Key Laboratory of Tropical Translational Medicine of Ministry of Education, Hainan Key Laboratory for Research and Development of Tropical Herbs, School of Pharmacy, Hainan Medical University, Haikou, P. R. China.
Reproductive Medical Center, Hainan Women and Children's Medical Center, Haikou, China.
Pharm Biol. 2021 Dec;59(1):884-892. doi: 10.1080/13880209.2021.1944221.
Laurolitsine is an aporphine alkaloid and exhibits potent antihyperglycemic and antihyperlipidemic effects in ob/ob mice.
To investigate the pharmacokinetics, tissue distribution and excretion of laurolitsine.
A LC-MS/MS method was established and validated to determine laurolitsine concentrations in the biological matrix of rats (plasma, tissue homogenate, urine and faeces). 10 Sprague-Dawley (SD) rats were used for plasma exposure study: 5 rats were injected with 2.0 mg/kg of laurolitsine via the tail vein, and the other 5 rats were administered laurolitsine (10.0 mg/kg) by gavage. 25 SD rats used for tissue distribution study and 5 SD rats for urine and faeces excretion study: rats administered laurolitsine (10.0 mg/kg) by gavage. After administered, serial blood, tissue, urine and faeces were collected. Analytical quantification was performed by a previous LC-MS/MS method. The pharmacokinetics, bioavailability, tissue distribution and excretion of laurolitsine were described.
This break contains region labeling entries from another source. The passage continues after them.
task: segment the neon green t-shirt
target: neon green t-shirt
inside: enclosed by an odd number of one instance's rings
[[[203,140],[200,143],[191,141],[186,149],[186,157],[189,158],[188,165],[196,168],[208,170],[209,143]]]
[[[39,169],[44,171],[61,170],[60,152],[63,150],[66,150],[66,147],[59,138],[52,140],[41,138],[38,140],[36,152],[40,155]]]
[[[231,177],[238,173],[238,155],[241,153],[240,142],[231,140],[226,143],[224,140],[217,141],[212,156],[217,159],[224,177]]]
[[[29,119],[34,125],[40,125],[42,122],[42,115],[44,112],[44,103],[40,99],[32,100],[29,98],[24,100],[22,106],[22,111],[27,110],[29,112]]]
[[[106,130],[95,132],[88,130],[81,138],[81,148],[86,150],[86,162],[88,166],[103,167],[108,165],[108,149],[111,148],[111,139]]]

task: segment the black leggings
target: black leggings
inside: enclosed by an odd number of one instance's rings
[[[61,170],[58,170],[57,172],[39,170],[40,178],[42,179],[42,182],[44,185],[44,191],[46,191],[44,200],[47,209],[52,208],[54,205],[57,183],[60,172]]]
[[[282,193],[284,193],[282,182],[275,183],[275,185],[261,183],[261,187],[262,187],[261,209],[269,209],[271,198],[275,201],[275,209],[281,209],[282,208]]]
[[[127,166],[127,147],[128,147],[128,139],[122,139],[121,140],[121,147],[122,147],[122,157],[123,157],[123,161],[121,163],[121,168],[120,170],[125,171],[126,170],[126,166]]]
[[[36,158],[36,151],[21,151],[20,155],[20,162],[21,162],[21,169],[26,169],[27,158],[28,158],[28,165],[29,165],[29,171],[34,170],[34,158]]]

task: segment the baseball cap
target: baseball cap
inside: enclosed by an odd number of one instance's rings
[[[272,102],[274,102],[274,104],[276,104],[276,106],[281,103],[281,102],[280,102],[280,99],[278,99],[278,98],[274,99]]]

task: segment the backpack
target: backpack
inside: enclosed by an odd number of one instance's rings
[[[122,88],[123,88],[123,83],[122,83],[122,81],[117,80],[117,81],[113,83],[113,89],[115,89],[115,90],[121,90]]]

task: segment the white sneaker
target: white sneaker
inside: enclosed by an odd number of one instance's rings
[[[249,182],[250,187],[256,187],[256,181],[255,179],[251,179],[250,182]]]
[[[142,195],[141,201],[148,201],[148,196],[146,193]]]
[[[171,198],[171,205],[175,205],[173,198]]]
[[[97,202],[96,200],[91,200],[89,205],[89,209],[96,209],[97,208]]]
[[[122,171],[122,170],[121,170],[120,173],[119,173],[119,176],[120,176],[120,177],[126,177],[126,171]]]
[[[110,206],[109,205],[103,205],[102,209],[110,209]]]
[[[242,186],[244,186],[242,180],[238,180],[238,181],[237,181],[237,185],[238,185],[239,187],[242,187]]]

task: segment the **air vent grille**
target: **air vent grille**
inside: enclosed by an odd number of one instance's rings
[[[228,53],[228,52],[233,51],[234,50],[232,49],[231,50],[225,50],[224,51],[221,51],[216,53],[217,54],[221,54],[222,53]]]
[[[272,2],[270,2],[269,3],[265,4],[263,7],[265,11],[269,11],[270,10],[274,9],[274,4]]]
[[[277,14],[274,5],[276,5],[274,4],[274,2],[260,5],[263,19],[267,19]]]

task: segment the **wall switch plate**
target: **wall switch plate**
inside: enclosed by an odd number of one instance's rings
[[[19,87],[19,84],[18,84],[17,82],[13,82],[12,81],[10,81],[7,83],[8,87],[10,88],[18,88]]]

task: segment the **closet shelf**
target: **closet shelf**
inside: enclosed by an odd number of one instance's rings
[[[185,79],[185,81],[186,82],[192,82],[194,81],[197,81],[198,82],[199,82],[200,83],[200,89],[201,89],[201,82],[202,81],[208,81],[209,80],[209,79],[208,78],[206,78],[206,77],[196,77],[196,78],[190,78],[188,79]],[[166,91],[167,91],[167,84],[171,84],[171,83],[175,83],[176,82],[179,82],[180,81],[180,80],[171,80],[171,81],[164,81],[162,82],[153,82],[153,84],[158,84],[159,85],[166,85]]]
The pharmacokinetic parameters of oral and intravenous administration with were 0.47 and 0.083 h, were 3.73 and 1.67 h, respectively. Oral bioavailability was as low as 18.17%. Laurolitsine was found at a high concentration in the gastrointestinal tract, liver, lungs and kidneys (26 015.33, 905.12, 442.32 and 214.99 ng/g at 0.5 h, respectively) and low excretion to parent laurolitsine in urine and faeces (0.03 and 1.20% in 36 h, respectively).
This study established a simple, rapid and accurate LC-MS/MS method to determine laurolitsine in different rat samples and successful application in a pharmacokinetic study.
劳洛昔林是一种阿朴啡生物碱,在 ob/ob 小鼠中表现出很强的降血糖和降血脂作用。
研究劳洛昔林的药代动力学、组织分布和排泄。
建立并验证了一种 LC-MS/MS 方法,用于测定大鼠生物基质(血浆、组织匀浆、尿液和粪便)中的劳洛昔林浓度。10 只 Sprague-Dawley(SD)大鼠用于血浆暴露研究:5 只大鼠经尾静脉注射 2.0mg/kg 劳洛昔林,另 5 只大鼠灌胃给予劳洛昔林(10.0mg/kg)。25 只 SD 大鼠用于组织分布研究,5 只 SD 大鼠用于尿液和粪便排泄研究:大鼠灌胃给予劳洛昔林(10.0mg/kg)。给药后,连续采集血液、组织、尿液和粪便。通过先前的 LC-MS/MS 方法进行分析定量。描述劳洛昔林的药代动力学、生物利用度、组织分布和排泄。
口服和静脉注射劳洛昔林的药代动力学参数分别为 0.47 和 0.083h,AUC0-t 分别为 3.73 和 1.67h,口服生物利用度低至 18.17%。劳洛昔林在胃肠道、肝脏、肺和肾脏中浓度较高(0.5h 时分别为 26015.33、905.12、442.32 和 214.99ng/g),尿液和粪便中母药劳洛昔林的排泄率较低(36h 时分别为 0.03%和 1.20%)。
本研究建立了一种简单、快速、准确的 LC-MS/MS 方法,用于测定不同大鼠样本中的劳洛昔林,并成功应用于药代动力学研究。